Sebelum diskusi dimulai ada penampilan khusus dari Smaratantra yang menampilkan musik Banyumasan, Suku Dayak Bahau Kalimantan dan Bali. Seminar membahas dan mendiskusikan tentang draft RUU permusikan. Banyak masukan dan pertanyaan baik pro maupun kontra dari para peserta yang langsung dijawab oleh narasumber. Salah satunya Ari Hamzah menyampaikan aspirasinya terutama tentang musik indie. Masalah perundang-undang, masih revisi oleh anggota Dewan Perwakilan Rakyat. Ari Hamzah juga menilai dari sisi seorang musisi band indie dengan RUU pasal 5 akan menghambat kreatifitas serta nasib para musisi kedepannya (kalau seperti ini terus saya akan melarang anak saya menjadi seperti saya), bebernya sambil bercanda. Didalam diskusi, ada 3 penanya dari berbagai sudut pandang yaitu warga asing, seniman lokal dan musisi.
Salah satu pasal 18 berbunyi, “pertunjukan musik melibatkan promotor musik atau penyelenggara musik yang mempunyai lisensi dan izin usaha pertunjukan musik sesuai dengan ketentuan perundang-undangan.” Artinya pertunjukan ini tidak menjadi masalah bagi promotor pertunjukan musik besar lalu bagaimana dengan pertunjukan musik yang berada di ranah independen ataupun musik daerah.
RUU permusikan adalah sebuah rancangan undang-undang yang dikeluarkan oleh Pemerintah Republik Indonesia tahun 2019. RUU tersebut menuai kontroversi dimana koalisi penolak RUU Permusikan mempermasalahkan Pasal 4, 5, 7, 10, 11, 12, 13, 15, 18, 19, 20, 21, 31, 32, 33, 42, 49, 50 dan 51. Pasal-pasal tersebut dinilai menimbulkan pasal karet dan menyudutkan industri musik Independen. Ruutolakpermusikan.com. 

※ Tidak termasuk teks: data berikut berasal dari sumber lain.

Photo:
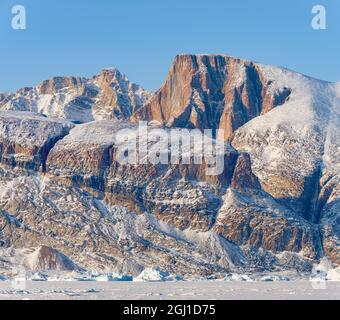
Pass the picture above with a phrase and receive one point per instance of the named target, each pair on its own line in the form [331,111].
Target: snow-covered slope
[108,95]
[276,206]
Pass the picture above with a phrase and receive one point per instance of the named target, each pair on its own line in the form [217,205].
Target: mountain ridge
[276,206]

Tujuan utama dari RUU Permusikan sendiri untuk melindungi dan mengakomodasi para musisi Indonesia dalam berkarya. Dengan adanya RUU Permusikan ini industri permusikan dapat diregulasi dan distandarisasi. Sehingga, kesejahteraan musisi dapat terjamin. Setelah bergulir selama dua tahun kini di DPR, akhirnya draf RUU Permusikan berakhir pada 17 Juni 2019. Kini, nasib RUU yang sudah masuk Program Legislasi Nasional (Prolegnas) prioritas 2019 ditarik oleh para pengusulnya (anggota DPR). Dengan demikian, draf RUU Permusikan dinyatakan dihapus dari daftar Prolegnas 2019. Kini tidak ada lagi suara pro dan kontra atas RUU ini.